Для разговора о “Ревизоре” И. Золотусский выбрал удачный предлог — рецензии на постановки пьесы в ленинградском и пензенском театрах. И вновь оправдание перевешивает: “Хлестаков (в исполнении О. Басилашвили) ничего не боится: он не мошенничает, а живет”. Такому же “рецензированию” автор подвергает и МД. Шкатулку Чичикова, например, он сравнивает с кучей хлама Плюшкина, только разложенного по порядку. Вообще, МД, наталкивает нас на мысль И. Золотусский, надо воспринимать ретроспективно, с точки зрения II и III томов МД, чтобы понять, что своего главного героя Гоголь “хотел дотянуть до Одиссея” и еще больше — “дать отгадку 1847 годам христианства”.
Автору важны любые “мелочи” прозы Гоголя, выводящие на большие обобщения.
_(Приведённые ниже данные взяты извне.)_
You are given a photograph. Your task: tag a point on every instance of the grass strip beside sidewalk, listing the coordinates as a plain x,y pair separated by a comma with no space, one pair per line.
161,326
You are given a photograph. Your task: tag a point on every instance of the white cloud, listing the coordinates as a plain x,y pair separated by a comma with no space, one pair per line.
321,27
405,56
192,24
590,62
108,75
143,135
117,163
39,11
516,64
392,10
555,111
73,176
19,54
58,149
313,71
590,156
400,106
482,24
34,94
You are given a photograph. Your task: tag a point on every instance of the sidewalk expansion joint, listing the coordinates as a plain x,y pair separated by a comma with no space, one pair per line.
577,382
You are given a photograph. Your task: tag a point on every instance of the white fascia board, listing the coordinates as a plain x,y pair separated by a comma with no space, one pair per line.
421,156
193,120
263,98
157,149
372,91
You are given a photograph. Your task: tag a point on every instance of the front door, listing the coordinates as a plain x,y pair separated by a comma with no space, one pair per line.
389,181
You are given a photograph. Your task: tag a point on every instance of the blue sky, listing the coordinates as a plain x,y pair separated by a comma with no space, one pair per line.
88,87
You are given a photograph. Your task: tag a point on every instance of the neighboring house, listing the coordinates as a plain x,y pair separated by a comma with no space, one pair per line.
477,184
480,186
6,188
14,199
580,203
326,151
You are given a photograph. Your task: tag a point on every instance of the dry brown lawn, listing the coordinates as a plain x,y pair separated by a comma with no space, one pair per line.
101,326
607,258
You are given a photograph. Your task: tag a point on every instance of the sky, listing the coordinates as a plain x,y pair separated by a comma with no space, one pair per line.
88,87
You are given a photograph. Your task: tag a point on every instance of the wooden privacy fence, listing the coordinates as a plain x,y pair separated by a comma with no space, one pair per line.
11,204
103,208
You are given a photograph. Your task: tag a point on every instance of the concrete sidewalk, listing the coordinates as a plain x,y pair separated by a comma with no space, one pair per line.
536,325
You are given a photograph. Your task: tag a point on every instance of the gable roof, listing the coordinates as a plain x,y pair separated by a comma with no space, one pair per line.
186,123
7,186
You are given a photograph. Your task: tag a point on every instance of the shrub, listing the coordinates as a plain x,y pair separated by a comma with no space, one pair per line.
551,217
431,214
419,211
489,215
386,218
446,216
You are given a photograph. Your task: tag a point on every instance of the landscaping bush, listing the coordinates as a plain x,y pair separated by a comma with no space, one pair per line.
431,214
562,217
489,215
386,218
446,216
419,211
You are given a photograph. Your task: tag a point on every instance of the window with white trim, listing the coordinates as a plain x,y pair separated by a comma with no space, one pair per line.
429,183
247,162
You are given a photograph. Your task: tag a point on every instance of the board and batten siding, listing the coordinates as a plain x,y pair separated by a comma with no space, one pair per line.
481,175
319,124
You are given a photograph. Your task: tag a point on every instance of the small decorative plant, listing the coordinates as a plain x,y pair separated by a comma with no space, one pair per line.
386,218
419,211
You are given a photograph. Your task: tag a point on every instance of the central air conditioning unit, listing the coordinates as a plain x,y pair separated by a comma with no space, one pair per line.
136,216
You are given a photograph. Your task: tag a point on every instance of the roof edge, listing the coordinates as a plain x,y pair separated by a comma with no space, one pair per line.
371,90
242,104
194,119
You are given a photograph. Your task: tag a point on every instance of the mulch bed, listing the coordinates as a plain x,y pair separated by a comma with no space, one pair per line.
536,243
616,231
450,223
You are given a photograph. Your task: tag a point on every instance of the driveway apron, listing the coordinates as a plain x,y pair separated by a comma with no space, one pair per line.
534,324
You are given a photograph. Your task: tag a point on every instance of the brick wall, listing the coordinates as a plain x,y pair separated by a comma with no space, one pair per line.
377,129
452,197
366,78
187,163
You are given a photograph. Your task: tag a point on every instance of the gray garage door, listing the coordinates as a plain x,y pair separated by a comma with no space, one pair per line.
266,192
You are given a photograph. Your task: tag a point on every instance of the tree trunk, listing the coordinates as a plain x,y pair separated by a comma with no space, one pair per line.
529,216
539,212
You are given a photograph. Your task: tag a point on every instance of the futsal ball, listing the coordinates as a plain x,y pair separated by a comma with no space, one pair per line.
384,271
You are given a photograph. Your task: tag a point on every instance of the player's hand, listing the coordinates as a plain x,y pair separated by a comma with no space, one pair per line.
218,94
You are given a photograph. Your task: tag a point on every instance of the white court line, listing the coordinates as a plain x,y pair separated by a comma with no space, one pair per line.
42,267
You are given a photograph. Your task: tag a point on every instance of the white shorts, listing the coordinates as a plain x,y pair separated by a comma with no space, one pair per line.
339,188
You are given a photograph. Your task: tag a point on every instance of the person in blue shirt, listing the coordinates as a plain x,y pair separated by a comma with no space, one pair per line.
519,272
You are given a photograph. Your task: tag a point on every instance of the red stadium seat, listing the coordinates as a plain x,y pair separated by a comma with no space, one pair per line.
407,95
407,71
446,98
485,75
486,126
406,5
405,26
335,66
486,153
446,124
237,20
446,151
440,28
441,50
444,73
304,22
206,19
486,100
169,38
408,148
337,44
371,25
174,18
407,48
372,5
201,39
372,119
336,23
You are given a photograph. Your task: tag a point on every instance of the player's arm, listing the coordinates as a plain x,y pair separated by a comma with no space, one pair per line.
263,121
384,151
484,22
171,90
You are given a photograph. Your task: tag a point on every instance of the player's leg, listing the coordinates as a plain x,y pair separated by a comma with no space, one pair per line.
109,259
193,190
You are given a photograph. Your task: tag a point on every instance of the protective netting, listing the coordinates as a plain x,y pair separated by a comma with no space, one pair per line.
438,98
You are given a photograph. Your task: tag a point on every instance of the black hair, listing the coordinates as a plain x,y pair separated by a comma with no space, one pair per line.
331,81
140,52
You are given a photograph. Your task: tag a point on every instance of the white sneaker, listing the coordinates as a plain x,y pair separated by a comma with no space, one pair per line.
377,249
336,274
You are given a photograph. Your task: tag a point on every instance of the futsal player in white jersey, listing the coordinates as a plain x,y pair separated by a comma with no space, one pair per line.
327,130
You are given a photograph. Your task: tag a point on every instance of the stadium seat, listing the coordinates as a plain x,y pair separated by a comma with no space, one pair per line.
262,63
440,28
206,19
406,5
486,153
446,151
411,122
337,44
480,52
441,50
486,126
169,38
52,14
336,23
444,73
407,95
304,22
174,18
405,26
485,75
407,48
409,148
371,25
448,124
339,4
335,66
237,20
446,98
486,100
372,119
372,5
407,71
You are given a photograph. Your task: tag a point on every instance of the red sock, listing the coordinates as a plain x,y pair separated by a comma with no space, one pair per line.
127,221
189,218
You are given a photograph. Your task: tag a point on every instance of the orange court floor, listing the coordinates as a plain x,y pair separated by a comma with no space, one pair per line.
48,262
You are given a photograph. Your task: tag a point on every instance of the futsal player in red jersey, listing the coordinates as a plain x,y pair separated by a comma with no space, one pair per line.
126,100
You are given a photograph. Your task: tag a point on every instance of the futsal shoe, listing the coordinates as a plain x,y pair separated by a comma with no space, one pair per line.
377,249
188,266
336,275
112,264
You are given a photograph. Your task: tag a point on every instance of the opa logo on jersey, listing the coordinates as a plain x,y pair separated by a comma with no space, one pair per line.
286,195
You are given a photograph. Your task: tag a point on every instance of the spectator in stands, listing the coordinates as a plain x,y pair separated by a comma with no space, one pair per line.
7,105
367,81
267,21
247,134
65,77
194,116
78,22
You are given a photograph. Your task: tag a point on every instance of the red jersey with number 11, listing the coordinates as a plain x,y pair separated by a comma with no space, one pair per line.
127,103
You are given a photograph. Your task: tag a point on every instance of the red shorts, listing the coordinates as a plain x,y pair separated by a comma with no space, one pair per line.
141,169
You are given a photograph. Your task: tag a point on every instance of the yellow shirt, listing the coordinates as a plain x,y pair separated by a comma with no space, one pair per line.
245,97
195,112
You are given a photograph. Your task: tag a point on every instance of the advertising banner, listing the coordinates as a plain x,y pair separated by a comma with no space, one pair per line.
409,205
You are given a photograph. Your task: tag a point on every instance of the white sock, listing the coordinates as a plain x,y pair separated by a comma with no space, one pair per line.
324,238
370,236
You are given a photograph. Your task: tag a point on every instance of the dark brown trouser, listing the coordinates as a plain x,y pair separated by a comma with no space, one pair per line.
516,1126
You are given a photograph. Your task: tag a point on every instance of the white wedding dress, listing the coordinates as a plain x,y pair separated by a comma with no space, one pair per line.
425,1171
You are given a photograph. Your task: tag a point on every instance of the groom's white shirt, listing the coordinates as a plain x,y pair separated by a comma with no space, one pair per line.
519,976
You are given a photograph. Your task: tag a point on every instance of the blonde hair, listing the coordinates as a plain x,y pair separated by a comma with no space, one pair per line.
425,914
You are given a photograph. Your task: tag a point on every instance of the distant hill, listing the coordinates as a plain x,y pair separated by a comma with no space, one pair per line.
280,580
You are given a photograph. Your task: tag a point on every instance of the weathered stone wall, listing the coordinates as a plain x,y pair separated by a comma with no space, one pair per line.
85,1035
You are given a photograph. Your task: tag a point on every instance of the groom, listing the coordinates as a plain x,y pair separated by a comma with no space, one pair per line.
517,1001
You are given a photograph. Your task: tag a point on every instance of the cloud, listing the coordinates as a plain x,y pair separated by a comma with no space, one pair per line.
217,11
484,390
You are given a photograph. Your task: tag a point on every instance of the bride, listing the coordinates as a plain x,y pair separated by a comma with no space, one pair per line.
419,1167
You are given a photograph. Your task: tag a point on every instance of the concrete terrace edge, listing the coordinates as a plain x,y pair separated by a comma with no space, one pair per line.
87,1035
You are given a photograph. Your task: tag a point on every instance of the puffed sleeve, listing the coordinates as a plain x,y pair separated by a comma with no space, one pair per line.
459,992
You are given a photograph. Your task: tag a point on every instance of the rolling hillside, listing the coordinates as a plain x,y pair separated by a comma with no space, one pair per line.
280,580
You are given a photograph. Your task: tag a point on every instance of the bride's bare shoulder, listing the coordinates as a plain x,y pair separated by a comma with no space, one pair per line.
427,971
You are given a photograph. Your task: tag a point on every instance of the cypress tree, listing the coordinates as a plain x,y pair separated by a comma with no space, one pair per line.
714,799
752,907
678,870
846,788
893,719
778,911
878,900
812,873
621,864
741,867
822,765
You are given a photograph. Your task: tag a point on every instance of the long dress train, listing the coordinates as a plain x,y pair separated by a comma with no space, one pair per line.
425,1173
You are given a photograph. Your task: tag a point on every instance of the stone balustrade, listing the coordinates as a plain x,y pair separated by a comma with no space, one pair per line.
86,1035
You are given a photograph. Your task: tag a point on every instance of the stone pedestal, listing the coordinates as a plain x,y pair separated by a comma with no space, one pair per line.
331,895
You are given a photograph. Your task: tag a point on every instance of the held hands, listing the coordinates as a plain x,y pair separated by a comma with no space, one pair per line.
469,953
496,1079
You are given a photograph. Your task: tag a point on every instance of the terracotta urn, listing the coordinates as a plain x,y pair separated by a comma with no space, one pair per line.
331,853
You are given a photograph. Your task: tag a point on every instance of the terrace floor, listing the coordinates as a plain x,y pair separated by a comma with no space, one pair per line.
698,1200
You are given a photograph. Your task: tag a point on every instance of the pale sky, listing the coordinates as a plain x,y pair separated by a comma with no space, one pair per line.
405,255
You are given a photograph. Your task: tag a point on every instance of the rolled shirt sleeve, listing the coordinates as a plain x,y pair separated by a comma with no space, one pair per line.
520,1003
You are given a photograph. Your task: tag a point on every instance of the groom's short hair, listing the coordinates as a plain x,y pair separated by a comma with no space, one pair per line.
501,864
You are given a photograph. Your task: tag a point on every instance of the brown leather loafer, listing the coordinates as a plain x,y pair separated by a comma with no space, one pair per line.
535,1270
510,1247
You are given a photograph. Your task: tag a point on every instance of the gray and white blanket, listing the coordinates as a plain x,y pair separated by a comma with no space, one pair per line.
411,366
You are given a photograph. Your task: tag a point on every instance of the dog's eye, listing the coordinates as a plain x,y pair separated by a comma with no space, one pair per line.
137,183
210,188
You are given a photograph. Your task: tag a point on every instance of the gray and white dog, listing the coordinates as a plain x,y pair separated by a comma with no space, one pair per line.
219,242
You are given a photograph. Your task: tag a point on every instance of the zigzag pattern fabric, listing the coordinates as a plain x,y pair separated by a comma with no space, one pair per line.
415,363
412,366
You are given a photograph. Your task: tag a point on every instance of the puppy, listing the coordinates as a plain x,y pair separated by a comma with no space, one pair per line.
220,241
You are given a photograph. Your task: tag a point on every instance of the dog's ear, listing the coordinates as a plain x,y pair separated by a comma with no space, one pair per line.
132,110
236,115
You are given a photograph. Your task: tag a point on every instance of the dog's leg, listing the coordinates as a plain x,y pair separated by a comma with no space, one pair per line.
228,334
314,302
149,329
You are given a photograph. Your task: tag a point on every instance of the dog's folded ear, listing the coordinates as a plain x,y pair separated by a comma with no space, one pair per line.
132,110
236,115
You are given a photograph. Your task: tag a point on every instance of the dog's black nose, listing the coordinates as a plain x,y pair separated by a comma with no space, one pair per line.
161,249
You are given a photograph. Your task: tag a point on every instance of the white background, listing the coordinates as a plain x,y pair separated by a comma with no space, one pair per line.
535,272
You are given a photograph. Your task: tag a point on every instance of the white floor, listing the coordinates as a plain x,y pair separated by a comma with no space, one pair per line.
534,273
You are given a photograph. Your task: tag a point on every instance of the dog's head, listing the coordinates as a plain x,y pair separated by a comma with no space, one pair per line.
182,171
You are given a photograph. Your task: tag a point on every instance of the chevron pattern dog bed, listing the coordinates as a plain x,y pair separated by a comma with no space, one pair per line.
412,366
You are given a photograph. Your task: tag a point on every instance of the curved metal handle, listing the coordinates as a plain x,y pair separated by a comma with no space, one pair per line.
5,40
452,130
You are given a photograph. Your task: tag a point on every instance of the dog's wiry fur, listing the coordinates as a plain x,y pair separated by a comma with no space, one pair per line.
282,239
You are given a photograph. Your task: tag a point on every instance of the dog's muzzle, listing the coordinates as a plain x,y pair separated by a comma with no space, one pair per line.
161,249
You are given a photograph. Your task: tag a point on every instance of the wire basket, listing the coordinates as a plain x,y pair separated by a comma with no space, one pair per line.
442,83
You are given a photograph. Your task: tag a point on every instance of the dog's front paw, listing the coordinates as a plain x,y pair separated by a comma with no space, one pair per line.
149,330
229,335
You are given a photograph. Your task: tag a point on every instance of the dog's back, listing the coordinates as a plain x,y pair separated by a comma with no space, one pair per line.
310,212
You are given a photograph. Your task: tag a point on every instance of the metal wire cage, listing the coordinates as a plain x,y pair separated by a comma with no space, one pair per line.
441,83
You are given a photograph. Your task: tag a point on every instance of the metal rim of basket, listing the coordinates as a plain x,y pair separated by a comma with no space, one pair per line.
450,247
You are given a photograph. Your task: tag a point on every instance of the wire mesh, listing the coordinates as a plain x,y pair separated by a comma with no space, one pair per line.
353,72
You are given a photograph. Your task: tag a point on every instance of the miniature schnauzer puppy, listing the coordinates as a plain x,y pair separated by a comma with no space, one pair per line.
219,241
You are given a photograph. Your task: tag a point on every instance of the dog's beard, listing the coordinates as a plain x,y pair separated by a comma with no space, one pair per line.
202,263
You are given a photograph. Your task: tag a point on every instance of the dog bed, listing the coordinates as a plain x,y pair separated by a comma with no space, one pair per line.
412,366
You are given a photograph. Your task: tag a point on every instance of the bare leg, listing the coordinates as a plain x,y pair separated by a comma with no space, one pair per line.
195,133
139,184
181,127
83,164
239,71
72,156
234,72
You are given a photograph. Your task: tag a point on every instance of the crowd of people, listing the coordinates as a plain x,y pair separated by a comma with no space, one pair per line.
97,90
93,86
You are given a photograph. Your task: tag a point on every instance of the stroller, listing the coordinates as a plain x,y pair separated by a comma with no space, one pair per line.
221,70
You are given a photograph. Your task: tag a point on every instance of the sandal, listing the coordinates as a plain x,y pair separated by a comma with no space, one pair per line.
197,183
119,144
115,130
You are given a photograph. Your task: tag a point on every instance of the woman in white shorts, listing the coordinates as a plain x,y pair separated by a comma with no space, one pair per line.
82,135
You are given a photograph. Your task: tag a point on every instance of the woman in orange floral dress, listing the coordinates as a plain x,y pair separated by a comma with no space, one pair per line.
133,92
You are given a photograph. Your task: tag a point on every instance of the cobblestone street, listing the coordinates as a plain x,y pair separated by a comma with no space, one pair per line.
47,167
Наиболее интересна здесь статья “Тройка, копейка и колесо”. Очевидная мелочь — копейка, выводит на душу-“копейку” (так кое-где называли тогда крестьян), капитана Копейкина, “разбойника ради общего блага”, и Чичикова, “разбойника ради личного блага”.
Тяготеет И. Золотусский и к сопоставлениям. В статье “Гоголиана Марка Шагала” он оправдывает “хулиганство” художника-иллюстратора Гоголя тем, что “оба они комики” и немалые фантазеры. Так, Манилов изображен с голым черепом и серьгой в ухе. Тем и хороша “гоголиана Шагала”, считает автор, что в ней происходит “примирение с жизнью”. А также Гоголя с Шагалом
Сложнее с учеником Гоголя Достоевским, чей смех “выманивает идеальное и оставляет героя один на один с цинизмом материального”. В отличие от праздничного, карнавального гоголевского смеха, в “достоевском” смехе много “наглости, отчаяния, взрывов страдания и бешеной гордости”. Объединяет же их “максимализм, желание решить все вопросы русской и мировой жизни”.
Л. Толстой прошел долгий путь от неприятия Гоголя (“просто дрянь человек”, писал он в 1857 году) до самых высоких оценок, “пятерок” с тремя плюсами на полях его “Выбранных мест”. Таким высшим баллом отмечено, например, письмо “О том, что такое слово”. Критерии тут самые высокие — служение христианским, божественным ценностям. А вот “магический идеализм”, т.е. способность искусства изменять жизнь, кажется Толстому проявлением “робости ума”. Вообще, дает понять И. Золотусский, Гоголь и поздний Толстой самые близкие в литературе имена: через попытки отказа от литературы и возвращение в нее “уже в ином качестве” прошли оба гения.
Есть и пример “дальности”: А. Солженицын. И только в публицистике оба “смотрят на изящную словесность как на инструмент влияния, способный… изменить ход истории”, — пишет И. Золотусский. Слово Гоголя направлено внутрь, на себя, а у Солженицына — “вовне, на систему, народ, общество”. Если у Гоголя нет врагов, у Солженицына они есть и т.д. “Жить не по лжи”, в отличие от ВМ, — программа-минимум и симптом утраты ХХ веком “христианского начала”.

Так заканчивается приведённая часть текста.